Gregory the Elder or Gregory of Nazianzus the Elder (Greek: Γρηγόριος ό Γέρος; c. 276 – 374) was the bishop of the see of Nazianzus in Roman province of Cappadocia. However, he is better remembered as the patriarch of an important family of ecclesiastics.

==Career==
A member of the Hypsistarians, a distinct Jewish-pagan sect worshiping Hypsistos, the "Most High" God, Gregory was convinced to convert to Christianity by his wife Nonna in 325. Both Gregory and Nonna came from wealthy families, and Gregory was able to personally finance the construction of a church in the region. In 328, Gregory was selected as bishop of Nazianzus, a position he held until his death. At one point, Gregory subscribed to an Arian understanding of the Trinity. However, this was for a very brief time and he quickly renounced that position.

==Family==
Three children were born to Gregory and Nonna. One daughter, Saint Gorgonia outlived her parents by only a year, and was lauded in the eulogy given by her brother as a model Christian wife.

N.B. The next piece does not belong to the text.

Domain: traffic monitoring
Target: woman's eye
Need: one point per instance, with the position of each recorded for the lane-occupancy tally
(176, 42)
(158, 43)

Their younger son, Caesarius of Nazianzus, studied in Caesarea Mazaca and at Alexandria and became a physician. He served in Constantinople as the court physician for both Constantius II and Julian the Apostate, and died in 368.

Their elder son, also named Gregory (and sometimes known as "the Younger"), served alongside his father first as a priest, and then as coadjutor. Gregory the Younger would later become the Patriarch of Constantinople.